Mais de 100 antenas da Starlink chegam ao Rio Grande do Sul
A dificuldade de comunicação é um dos aspectos da tragédia climática que enfrenta o Rio Grande do Sul. Sinais de celular e internet estão prejudicados em diversas regiões do estado e muitas pessoas que ainda estão ilhadas enfrentam dificuldades para pedir resgate.

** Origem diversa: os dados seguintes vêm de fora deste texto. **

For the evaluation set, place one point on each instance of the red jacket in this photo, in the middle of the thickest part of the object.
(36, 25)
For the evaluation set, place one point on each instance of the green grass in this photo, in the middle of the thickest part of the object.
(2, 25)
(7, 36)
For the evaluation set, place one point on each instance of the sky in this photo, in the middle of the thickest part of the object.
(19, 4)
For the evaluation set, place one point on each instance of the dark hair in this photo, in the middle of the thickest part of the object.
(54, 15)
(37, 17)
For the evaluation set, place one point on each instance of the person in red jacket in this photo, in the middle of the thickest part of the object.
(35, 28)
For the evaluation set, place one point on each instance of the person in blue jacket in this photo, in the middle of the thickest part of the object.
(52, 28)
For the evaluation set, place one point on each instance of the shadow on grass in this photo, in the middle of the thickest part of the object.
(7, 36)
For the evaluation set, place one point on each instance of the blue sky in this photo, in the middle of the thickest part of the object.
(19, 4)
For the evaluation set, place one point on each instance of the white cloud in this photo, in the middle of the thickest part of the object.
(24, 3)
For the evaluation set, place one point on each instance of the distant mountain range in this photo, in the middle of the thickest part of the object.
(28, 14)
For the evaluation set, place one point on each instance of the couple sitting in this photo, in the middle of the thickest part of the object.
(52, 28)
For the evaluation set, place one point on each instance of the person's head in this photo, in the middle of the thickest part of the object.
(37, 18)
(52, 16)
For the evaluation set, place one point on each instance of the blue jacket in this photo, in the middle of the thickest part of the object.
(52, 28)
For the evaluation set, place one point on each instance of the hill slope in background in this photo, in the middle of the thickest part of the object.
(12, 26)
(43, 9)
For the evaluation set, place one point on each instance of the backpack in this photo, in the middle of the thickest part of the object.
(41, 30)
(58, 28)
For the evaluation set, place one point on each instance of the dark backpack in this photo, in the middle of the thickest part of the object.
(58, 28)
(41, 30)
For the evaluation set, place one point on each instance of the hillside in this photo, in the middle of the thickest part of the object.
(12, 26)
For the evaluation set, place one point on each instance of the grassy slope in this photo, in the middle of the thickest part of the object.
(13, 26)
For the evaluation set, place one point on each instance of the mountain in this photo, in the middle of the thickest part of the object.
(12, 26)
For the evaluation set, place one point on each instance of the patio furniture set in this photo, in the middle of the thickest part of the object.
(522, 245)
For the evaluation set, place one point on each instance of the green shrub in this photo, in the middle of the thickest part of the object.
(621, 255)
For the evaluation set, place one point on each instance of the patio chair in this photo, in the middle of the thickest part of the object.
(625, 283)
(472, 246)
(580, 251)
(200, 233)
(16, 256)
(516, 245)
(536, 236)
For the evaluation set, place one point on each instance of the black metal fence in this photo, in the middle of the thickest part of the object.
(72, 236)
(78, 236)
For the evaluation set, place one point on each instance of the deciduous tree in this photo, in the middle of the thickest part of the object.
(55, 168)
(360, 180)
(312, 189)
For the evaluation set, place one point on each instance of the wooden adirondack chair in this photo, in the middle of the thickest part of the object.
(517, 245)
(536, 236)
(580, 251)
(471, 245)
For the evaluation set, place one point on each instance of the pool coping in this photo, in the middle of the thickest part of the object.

Antenas foram configuradas com ajuda da SpaceX
Neste cenário, a organização sem fins lucrativos Instituto Cultural Floresta comprou 125 antenas de internet via satélite Starlink. Os aparelhos já começaram a ser distribuídos nas últimas horas.

Segundo o presidente da entidade, Leonardo Fração, as antenas foram configuradas com ajuda da própria empresa SpaceX, de Elon Musk. Ele conta que por uma uma questão logística e de software, não existia a possibilidade de ativação de tantos dispositivos para uma só conta, mas que a dificuldade foi superada.
Tragédia climática no Rio Grande do Sul
De acordo com o mais recente balanço da Defesa Civil, aumentou para 95 o número de mortes confirmadas pelas fortes chuvas e enchentes que atingem o estado gaúcho. São 131 pessoas desaparecidas, mais de 159 mil desalojadas e quase 49 mil em abrigos.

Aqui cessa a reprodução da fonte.